В виде, позорящем славное имя немецкого офицера. Это чудо вышло на крыльцо в одном сапоге и в заблеванном мундире, застегнутом на одну пуговицу. Небось, сволочина, надеялся мне завтра всучить это для чистки. Как же, разогнался. Ищи, Штраузе, других дурачков. И куда ты собрался стрелять? Ты же на три шага перед собой не видишь, пьяный в зюзю.
Вот почему нельзя пить на службе! И тем более на посту. Есть шансы быстро зажмуриться.
А хороший пистолет у начкара. С первого выстрела эту пьянь упокоил.
Глава 4
С вышки почти скатился Быков, весь в крови, как вурдалак из сказок. А что вы хотели? Горло когда режешь, оттуда она, родимая, летит фонтаном. Думали, в бою все происходит так же, как у бравых молодцев из кино, у которых даже причесочка не портится, пока они десяток врагов уложат? Как бы не так. Грязное это дело – убийство. Но таких тварей уконтрапупить – это за счастье. Потому у Андрюхи улыбка во все зубы, сколько их там у него.

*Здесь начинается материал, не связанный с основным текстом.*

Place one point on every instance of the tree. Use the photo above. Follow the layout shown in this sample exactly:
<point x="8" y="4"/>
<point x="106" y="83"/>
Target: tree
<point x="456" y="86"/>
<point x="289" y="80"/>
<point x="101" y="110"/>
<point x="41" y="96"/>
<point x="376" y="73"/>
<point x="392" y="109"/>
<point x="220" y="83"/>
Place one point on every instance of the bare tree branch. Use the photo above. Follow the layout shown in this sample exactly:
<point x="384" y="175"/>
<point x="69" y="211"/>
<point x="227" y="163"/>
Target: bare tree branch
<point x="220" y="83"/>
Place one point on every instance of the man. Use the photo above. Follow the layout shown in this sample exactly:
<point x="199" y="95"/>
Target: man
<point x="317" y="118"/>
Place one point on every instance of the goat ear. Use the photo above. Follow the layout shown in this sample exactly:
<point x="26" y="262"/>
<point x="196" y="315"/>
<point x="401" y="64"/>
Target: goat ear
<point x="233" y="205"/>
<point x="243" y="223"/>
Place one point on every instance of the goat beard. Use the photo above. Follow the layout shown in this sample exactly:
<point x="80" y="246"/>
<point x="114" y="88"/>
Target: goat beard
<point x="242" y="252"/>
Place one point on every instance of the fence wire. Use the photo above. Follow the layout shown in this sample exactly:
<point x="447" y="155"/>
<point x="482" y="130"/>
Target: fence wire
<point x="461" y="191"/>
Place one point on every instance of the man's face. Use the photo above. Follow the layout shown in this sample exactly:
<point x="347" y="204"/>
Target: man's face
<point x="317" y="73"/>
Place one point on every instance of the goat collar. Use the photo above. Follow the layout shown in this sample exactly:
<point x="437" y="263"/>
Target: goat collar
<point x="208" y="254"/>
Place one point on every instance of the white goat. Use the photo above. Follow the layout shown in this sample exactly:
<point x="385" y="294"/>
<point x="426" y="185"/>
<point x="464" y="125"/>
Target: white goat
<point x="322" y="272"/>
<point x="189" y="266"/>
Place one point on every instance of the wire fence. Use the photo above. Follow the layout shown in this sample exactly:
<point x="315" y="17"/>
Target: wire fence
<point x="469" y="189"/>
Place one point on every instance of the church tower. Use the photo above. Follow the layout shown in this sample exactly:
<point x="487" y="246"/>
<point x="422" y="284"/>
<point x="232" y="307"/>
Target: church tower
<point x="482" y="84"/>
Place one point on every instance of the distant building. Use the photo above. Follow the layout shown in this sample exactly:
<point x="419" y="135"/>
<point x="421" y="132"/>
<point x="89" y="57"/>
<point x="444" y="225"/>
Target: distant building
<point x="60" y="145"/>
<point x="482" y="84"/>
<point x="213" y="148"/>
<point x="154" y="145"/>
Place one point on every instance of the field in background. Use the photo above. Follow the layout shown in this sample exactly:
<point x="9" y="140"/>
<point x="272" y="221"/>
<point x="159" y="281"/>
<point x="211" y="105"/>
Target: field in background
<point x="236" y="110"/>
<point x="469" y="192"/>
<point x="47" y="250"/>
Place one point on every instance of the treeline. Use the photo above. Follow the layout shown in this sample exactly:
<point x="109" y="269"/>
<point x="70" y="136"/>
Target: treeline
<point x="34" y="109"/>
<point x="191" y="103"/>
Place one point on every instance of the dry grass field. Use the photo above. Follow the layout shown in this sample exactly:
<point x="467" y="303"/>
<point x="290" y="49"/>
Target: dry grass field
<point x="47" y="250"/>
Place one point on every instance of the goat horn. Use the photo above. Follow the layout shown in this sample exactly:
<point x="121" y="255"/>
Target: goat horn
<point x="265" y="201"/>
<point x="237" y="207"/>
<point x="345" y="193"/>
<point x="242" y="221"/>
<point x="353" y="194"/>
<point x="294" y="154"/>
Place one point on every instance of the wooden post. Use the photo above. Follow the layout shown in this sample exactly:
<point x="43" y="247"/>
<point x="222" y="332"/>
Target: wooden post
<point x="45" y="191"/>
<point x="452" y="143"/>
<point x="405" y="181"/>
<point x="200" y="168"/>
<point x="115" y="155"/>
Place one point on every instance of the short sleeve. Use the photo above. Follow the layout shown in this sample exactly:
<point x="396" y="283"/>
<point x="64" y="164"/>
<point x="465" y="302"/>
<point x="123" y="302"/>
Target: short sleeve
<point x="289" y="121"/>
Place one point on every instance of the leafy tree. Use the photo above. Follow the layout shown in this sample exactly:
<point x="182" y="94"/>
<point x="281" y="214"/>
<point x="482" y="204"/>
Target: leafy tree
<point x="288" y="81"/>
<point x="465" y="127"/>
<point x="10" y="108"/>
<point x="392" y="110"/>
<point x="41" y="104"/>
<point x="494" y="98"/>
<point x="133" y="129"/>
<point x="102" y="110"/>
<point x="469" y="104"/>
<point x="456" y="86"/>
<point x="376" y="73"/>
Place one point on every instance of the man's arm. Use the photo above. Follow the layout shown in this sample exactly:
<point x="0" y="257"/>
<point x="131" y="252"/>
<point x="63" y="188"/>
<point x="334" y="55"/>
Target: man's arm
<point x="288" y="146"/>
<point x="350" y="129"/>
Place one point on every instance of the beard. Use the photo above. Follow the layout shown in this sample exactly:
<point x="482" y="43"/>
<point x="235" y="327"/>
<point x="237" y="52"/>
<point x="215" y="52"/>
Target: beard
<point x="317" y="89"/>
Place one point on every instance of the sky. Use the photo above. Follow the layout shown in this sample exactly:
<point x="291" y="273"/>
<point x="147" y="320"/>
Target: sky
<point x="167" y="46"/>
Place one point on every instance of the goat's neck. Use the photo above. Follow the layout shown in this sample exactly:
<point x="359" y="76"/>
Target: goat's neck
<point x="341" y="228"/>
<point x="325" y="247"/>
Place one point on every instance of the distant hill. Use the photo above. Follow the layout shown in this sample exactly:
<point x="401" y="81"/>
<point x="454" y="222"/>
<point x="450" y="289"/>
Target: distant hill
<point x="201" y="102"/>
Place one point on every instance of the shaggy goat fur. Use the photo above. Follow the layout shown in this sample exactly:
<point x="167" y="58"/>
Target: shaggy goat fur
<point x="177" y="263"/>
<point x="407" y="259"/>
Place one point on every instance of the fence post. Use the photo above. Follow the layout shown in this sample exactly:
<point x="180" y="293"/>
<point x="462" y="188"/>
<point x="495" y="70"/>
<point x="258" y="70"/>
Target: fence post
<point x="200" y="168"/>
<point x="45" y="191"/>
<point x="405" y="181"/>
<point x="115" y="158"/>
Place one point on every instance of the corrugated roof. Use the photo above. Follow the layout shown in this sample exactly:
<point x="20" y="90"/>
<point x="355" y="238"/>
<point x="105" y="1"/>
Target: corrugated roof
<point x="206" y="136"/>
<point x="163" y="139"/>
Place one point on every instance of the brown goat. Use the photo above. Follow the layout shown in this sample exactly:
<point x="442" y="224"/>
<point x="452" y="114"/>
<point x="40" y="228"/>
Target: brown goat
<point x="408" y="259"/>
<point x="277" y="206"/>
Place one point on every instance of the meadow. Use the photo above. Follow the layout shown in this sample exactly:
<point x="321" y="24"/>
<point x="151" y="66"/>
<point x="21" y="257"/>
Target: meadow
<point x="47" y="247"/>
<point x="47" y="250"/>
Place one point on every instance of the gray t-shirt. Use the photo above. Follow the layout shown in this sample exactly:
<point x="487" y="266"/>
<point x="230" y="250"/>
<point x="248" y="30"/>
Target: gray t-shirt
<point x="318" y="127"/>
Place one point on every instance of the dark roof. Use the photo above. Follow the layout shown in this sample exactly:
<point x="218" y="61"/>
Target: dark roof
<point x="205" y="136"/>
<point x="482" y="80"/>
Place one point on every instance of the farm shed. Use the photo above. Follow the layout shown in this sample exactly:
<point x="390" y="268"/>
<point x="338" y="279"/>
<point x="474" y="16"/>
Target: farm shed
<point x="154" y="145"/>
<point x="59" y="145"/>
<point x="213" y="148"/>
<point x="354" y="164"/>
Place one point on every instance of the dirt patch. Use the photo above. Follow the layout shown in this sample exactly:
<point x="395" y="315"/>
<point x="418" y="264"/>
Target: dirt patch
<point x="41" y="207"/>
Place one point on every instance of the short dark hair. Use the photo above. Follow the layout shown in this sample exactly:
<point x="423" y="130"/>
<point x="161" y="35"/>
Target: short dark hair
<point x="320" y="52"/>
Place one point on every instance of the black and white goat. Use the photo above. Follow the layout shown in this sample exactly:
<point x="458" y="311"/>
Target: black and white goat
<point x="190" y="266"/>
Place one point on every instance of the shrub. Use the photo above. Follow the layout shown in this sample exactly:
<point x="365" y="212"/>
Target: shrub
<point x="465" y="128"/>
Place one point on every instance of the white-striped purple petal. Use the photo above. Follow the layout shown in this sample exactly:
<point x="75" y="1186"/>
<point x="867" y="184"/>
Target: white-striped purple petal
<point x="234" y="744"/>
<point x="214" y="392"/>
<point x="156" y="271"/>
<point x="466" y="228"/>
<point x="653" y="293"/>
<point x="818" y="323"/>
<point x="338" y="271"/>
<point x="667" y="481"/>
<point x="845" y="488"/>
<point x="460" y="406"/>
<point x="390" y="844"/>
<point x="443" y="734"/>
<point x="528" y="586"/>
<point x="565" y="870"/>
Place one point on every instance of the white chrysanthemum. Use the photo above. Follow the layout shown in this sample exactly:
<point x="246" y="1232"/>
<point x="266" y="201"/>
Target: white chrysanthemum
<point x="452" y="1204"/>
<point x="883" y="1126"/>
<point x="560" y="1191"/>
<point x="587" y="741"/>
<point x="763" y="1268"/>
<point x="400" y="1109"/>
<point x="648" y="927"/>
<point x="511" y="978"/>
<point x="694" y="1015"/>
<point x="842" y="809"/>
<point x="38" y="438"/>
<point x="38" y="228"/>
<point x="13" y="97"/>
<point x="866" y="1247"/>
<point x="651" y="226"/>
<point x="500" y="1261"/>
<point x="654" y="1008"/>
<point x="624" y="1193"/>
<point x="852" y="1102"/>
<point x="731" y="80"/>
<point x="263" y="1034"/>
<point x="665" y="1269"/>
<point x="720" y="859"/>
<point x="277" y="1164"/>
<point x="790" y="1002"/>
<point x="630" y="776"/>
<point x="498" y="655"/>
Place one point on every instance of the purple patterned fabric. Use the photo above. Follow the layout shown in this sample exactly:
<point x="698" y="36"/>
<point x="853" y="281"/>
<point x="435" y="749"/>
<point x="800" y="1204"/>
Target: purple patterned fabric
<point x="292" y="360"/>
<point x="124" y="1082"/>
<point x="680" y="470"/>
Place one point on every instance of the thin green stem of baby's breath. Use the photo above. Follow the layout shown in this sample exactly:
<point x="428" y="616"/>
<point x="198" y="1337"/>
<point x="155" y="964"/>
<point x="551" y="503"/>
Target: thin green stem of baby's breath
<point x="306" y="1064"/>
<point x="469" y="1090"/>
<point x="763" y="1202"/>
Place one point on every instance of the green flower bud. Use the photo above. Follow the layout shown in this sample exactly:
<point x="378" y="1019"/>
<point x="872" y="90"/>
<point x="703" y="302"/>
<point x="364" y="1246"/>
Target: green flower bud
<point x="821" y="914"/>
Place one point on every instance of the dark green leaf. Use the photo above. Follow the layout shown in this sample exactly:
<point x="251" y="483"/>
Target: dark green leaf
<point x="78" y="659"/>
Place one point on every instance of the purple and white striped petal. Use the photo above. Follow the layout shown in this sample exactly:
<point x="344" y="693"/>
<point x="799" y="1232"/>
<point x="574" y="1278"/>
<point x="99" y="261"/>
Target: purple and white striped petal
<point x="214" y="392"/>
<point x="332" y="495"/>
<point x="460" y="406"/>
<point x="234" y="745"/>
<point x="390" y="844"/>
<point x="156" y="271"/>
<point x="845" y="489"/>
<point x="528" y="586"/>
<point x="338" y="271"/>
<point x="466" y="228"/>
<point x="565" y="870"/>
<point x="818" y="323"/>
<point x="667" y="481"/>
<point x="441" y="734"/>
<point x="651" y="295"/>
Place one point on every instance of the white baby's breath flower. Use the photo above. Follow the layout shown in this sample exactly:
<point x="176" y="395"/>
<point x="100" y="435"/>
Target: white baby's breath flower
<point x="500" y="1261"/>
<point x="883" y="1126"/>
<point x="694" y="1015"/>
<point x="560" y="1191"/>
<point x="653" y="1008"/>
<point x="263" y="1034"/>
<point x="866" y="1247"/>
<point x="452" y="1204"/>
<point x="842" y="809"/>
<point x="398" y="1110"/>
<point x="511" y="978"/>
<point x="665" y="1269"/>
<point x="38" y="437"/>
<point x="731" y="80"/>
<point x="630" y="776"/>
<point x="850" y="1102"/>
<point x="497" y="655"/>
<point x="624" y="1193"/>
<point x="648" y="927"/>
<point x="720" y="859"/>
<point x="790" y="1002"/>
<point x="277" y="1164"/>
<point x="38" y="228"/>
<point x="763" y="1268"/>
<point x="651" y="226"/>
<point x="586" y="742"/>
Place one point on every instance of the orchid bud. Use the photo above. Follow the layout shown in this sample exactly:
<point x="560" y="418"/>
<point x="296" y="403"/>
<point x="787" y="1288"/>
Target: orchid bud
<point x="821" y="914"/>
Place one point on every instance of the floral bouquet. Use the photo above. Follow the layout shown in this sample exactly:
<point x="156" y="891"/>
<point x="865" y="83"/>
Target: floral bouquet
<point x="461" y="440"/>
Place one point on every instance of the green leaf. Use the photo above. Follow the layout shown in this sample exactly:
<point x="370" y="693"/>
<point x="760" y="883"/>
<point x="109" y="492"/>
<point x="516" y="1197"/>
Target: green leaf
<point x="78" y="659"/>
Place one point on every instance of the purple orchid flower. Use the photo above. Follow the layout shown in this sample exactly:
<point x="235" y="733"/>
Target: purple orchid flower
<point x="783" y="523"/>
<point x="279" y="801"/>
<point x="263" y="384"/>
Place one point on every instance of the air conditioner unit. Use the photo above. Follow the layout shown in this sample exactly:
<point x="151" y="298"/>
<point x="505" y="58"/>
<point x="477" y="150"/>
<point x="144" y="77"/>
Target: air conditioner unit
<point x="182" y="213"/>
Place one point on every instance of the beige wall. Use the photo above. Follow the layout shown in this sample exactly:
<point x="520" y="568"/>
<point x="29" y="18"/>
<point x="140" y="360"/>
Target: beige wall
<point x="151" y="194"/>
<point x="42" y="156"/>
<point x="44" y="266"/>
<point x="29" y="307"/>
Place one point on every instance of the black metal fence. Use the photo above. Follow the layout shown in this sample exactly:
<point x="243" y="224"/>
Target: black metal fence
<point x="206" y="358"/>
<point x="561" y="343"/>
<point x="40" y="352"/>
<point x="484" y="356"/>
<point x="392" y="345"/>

А наверху продолжалась битва. Получается, один на один остались наш Никитин с немчурой на той вышке, что от него слева по диагонали. Лупили они друг в друга – страшно стоять внизу было. Поэтому мы все легли. Прямо дуэль. Уж не знаю, что у них от стволов осталось, но пулемет, который над твоей головой куда то лупит, – не самый приятный звук.
И вдруг замолчали оба. Как по команде. Тишина, что называется, гробовая. Я не выдержал, крикнул:
– Игорь! Никитин! Что у тебя?
А в ответ только стон невнятный. Да, надо бы поберечься: а ну, вылезешь туда, а тебя притихший фашист прибьет на месте? Но это я потом уже подумал, а сейчас рванул наверх. Наш пулеметчик отходил. Уж не знаю, как он мог стрелять; очередью ему почти полностью оторвало ногу по середину бедра. Но свою задачу он выполнил, и без всякого бинокля было видно, что стрелять на остальных вышках больше некому.
На все ушло минуты две три. Это с того момента, как мы в калитку постучали. А будто вечность прошла.
– Помогите кто нибудь! – крикнул я вниз, и ко мне тут же забрался лейтенант из нашего барака. Молодой совсем, наверное, только после училища. Он глянул на Игоря, потом – на меня, молча взял Никитина за плечи и поднял. Я схватил за пояс, но проклятая нога сразу начала мешаться. Пока я думал, что с ней делать, она оторвалась совсем, скатилась к краю платформы и чуть было не рухнула вниз.
Мы спустили Игоря, уложили его чуть поодаль, чтобы не рядом с немцами, а потом уже этот молоденький парень снова поднялся на вышку и принес ногу, попытавшись положить ее ровно к тому месту, где еще несколько минут назад она была.
И тут толпа пленных из всех бараков рванула к воротам. Как по команде. Кто то умный открыл створки, народ, протискиваясь и переругиваясь, повалил наружу.
– Стоять! – Майор кинулся наперерез, но куда там… Хорошо, что не стоптали, а только откинули в сторону. Притормозила лишь пара человек и то… просто по вбитой привычке подчиняться приказам вышестоящего.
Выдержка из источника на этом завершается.